Japan’s government is examining ways to assist in containing the radioactive water that is leaking into the Pacific Ocean from the damaged Fukushima nuclear power plant, as concerns escalated after the country’s nuclear watchdog and government officials described the situation as “serious” and “an emergency.”
The buildup of radioactive water at the plant has become a serious problem, and Prime Minister Shinzo Abe will order the Ministry of Economy, Trade and Industry to take significant measures to support Tokyo Electric Power Company (Tepco) to contain contamination, Yoshihide Suga, chief cabinet secretary, told Reuters on Wednesday.
Tepco, on Tuesday, said that the drainage system in the wrecked nuclear plant contains more than 20,000 tons of water with high levels of radioactive substances. The company noted that water in its underground tunnels had a cesium content of 2.35 billion becquerels a liter, RT News reported. The normal level of cesium is 150 becquerels a liter.

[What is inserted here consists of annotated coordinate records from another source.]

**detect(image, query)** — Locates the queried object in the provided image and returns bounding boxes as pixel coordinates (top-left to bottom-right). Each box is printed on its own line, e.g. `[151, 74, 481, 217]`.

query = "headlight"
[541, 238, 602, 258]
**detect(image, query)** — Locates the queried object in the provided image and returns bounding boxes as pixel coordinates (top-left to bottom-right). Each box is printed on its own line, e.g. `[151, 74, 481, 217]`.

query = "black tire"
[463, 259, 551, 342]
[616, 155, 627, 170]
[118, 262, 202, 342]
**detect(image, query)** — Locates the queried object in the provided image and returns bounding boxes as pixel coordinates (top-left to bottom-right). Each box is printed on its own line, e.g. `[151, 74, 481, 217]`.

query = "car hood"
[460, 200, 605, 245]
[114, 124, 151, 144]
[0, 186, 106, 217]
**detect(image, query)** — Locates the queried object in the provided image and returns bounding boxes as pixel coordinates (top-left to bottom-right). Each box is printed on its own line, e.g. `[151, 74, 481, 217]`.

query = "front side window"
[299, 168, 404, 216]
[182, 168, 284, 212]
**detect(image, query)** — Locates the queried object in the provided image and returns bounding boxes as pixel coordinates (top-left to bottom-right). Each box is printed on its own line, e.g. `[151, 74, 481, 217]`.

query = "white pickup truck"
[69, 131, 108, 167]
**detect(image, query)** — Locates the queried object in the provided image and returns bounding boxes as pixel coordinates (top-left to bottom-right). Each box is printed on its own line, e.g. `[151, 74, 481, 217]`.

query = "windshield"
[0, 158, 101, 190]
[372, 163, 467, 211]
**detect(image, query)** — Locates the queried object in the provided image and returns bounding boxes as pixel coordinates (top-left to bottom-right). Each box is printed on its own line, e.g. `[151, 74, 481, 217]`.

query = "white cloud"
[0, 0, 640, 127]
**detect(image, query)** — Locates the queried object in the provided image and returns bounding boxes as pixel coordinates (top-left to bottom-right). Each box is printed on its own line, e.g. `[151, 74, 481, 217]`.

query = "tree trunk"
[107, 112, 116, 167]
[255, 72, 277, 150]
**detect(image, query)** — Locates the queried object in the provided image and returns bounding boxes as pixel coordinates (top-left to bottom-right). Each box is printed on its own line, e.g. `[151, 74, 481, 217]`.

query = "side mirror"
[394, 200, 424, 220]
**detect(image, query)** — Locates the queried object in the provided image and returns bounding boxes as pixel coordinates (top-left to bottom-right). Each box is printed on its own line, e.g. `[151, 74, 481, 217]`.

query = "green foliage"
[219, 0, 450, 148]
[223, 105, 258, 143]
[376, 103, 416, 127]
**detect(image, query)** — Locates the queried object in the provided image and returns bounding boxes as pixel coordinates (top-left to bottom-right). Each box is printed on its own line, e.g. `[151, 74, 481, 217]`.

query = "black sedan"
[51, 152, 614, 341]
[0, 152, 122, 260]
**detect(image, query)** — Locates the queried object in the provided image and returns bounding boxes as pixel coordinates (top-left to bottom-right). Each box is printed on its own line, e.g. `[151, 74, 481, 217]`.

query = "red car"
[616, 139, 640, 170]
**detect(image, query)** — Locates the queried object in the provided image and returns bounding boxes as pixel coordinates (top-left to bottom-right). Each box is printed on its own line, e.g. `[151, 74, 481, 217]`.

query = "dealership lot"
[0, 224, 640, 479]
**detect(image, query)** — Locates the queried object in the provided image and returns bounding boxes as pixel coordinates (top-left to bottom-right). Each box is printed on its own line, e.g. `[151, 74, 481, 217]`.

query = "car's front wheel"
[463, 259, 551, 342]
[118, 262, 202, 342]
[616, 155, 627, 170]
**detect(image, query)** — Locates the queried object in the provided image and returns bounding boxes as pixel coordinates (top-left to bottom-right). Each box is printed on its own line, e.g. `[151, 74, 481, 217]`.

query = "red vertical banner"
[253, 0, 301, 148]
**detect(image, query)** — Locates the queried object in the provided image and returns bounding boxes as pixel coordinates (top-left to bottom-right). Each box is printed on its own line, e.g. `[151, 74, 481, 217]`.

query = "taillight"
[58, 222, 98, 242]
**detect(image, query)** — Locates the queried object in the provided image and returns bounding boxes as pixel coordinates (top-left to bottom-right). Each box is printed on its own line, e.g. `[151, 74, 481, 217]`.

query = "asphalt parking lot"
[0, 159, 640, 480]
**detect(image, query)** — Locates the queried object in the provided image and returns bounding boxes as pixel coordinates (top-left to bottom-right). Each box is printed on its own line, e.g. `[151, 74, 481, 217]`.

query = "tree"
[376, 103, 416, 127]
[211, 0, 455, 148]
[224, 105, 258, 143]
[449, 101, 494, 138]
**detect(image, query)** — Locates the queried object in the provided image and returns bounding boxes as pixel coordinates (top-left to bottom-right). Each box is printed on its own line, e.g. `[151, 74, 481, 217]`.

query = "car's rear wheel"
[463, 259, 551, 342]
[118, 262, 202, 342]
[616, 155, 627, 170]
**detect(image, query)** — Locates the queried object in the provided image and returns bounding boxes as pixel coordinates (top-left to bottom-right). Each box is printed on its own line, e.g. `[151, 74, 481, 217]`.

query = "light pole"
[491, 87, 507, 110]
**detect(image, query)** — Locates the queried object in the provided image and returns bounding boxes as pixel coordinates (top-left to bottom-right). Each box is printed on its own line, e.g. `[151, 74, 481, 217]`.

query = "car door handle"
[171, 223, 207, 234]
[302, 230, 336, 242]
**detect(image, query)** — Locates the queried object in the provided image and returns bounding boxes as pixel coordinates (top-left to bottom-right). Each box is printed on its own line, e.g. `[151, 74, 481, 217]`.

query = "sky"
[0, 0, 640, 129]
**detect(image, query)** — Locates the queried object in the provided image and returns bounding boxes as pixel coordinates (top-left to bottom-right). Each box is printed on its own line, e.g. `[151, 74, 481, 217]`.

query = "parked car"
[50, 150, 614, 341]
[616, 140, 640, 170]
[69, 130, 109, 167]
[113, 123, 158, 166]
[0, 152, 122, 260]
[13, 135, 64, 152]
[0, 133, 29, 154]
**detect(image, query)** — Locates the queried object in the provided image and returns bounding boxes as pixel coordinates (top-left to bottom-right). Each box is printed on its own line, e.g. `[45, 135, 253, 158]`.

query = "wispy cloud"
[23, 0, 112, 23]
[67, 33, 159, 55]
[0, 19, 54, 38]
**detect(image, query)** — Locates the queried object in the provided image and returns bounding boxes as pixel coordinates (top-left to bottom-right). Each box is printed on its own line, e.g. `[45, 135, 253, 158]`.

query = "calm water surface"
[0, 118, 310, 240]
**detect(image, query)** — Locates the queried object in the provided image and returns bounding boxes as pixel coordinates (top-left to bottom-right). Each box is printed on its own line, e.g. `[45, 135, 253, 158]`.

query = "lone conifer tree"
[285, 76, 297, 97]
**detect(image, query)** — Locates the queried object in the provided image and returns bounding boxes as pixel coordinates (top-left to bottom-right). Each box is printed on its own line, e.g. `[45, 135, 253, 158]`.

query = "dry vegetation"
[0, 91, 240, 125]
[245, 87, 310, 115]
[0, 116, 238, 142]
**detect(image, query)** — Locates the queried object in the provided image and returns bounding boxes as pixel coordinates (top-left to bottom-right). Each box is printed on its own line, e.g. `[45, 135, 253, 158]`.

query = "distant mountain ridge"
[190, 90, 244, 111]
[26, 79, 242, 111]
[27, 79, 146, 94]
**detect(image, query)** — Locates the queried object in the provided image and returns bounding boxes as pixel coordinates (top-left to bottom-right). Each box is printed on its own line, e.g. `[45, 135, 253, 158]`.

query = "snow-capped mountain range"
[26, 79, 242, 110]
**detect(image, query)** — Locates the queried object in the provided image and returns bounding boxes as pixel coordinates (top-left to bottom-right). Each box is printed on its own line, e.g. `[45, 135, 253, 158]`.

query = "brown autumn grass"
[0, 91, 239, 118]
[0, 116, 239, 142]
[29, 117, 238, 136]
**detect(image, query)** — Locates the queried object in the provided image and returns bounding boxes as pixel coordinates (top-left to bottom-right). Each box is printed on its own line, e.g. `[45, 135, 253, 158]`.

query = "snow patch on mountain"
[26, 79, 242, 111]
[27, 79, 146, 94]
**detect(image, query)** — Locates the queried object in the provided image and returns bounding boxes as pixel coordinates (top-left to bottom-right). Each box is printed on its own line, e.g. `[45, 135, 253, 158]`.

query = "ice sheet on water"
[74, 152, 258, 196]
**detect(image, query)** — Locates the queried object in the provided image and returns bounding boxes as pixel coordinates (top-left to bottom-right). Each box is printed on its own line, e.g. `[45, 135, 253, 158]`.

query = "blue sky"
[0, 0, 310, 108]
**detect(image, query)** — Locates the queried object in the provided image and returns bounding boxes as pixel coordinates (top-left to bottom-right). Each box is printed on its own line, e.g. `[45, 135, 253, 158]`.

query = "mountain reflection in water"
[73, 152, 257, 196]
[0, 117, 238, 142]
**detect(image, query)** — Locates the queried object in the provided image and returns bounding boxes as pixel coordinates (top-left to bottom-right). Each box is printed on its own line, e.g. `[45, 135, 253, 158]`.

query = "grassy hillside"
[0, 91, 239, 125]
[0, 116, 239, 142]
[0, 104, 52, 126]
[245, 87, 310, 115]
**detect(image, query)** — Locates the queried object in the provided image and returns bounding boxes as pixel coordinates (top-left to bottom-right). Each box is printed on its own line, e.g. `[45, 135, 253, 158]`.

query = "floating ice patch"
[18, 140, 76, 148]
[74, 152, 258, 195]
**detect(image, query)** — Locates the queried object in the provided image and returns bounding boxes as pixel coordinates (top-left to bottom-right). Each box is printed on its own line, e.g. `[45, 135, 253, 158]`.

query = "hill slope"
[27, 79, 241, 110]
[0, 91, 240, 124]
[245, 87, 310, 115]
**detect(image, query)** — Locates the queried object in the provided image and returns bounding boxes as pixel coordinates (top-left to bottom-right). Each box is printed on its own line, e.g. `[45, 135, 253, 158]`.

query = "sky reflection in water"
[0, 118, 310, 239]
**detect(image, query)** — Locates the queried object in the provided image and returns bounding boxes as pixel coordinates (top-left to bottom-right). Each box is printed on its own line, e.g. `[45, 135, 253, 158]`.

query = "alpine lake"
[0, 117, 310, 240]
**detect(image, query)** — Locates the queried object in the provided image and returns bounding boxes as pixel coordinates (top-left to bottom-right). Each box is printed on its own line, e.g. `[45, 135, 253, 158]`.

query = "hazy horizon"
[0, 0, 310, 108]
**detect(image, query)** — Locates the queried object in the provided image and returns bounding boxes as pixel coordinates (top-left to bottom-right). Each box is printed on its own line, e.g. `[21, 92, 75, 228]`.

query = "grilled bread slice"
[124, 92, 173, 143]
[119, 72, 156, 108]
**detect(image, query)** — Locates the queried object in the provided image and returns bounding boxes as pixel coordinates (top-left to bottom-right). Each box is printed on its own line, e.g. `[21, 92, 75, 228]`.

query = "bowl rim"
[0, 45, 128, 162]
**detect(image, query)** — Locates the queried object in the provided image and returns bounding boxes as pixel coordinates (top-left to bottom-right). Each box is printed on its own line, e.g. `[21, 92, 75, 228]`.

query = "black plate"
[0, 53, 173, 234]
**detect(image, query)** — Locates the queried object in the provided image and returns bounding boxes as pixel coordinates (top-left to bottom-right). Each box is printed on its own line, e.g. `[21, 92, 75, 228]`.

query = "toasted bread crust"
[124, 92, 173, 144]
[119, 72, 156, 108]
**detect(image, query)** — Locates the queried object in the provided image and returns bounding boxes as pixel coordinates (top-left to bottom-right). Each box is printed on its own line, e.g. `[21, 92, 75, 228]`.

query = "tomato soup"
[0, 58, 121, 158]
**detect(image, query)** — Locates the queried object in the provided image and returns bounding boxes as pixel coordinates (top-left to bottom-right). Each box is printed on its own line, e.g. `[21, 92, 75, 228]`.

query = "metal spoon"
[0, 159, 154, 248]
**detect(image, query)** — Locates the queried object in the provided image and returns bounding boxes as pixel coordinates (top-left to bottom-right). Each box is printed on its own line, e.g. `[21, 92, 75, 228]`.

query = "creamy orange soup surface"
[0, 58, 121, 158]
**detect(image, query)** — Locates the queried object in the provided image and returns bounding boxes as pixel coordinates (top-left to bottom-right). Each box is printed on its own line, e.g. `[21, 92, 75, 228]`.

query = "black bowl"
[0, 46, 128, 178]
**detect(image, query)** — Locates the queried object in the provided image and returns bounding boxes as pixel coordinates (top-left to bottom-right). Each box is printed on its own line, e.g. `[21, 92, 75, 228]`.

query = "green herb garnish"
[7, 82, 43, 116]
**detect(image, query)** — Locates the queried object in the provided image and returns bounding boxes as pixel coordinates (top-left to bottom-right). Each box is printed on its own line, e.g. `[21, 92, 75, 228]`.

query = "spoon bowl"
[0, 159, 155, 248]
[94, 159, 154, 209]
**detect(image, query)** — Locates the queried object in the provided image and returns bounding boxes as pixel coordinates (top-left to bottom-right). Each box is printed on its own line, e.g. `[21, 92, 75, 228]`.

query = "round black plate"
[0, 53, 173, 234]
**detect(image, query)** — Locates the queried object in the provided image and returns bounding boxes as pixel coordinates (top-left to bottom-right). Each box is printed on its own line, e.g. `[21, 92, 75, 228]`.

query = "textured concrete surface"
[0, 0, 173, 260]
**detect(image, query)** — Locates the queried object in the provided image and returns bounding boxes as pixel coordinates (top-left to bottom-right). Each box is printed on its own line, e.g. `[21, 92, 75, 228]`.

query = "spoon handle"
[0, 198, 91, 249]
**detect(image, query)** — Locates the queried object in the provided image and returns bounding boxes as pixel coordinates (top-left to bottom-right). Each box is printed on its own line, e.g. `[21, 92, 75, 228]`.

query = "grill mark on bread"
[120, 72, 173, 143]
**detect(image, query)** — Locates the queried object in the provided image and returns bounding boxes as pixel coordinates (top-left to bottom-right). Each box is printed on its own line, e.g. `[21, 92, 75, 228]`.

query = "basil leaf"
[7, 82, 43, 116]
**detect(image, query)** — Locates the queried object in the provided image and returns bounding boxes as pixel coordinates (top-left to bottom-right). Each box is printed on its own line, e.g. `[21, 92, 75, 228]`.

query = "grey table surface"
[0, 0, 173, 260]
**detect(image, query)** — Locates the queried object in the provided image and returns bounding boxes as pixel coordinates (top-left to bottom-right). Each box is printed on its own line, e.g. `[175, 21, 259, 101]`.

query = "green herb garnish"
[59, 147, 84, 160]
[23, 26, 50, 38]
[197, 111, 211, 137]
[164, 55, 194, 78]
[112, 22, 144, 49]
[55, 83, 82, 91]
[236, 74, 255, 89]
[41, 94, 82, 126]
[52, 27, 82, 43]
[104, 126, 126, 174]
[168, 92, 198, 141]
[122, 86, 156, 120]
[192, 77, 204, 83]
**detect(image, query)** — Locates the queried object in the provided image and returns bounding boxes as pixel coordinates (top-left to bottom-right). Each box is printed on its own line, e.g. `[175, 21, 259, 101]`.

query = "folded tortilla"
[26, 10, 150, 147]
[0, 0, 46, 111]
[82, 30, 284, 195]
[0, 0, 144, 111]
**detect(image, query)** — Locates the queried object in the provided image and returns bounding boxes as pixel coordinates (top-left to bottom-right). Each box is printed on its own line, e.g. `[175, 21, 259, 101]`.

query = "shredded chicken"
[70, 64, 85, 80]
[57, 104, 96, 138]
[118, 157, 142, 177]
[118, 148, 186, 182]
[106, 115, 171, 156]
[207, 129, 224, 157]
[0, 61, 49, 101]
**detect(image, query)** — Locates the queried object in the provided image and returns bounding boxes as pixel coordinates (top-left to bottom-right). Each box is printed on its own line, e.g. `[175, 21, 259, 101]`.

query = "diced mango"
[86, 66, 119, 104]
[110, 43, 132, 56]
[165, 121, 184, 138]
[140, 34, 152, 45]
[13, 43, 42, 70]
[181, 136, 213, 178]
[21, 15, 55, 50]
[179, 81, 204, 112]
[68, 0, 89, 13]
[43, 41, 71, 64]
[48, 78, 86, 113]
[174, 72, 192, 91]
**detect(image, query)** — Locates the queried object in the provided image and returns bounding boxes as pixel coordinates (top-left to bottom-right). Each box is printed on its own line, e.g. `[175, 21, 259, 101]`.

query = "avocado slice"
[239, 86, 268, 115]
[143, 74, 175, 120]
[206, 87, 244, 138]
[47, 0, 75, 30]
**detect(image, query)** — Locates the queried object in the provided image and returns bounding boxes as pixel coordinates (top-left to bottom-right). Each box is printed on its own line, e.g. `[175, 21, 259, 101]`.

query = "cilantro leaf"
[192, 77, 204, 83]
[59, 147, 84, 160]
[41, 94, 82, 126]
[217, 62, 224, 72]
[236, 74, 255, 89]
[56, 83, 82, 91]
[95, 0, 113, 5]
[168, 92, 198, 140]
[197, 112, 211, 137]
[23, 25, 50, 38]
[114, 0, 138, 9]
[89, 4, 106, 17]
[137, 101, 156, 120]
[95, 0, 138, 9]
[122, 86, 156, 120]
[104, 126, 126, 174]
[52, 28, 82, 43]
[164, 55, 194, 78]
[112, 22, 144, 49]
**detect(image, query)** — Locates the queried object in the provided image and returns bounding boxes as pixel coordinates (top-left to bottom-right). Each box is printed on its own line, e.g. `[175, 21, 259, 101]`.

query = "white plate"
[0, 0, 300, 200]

Tepco also estimated that contaminated water from its underground passages could reach the surface within three weeks.
Japan’s Nuclear Regulatory Authority on Monday told Reuters that radioactive water has breached an underground barrier and is moving quickly toward the surface, and that the plant’s operator cannot handle the situation alone.
Suga said that the ministry is considering various measures, including requesting public funds, to freeze the soil to prevent groundwater from seeping into the reactor buildings, according to local paper Nikkei. The project is expected to cost about 40 billion yen, or $410 million.
Tepco has been facing criticism from within Japan and abroad for its failure in assessing and handling the meltdown, and the subsequent radioactive leak from the plant, which was ravaged by a giant tsunami triggered by a magnitude-9.0 earthquake in March 2011.
Tepco, which has been pumping about 400 tons of groundwater daily to cool the melted reactors, is struggling to dispose of the used water, which is high in radioactive content. The process of cooling the nuclear reactors has to continue for an unspecified number of days until the permanently damaged plant is safely decommissioned.
According to a BBC report, more than 1,000 giant tanks built to hold the contaminated water around the facility are nearly full, posing new challenges to the operator. And, adding to those woes, sudden emissions of steam have been reported from different parts of the nuclear reactor building in the past few weeks.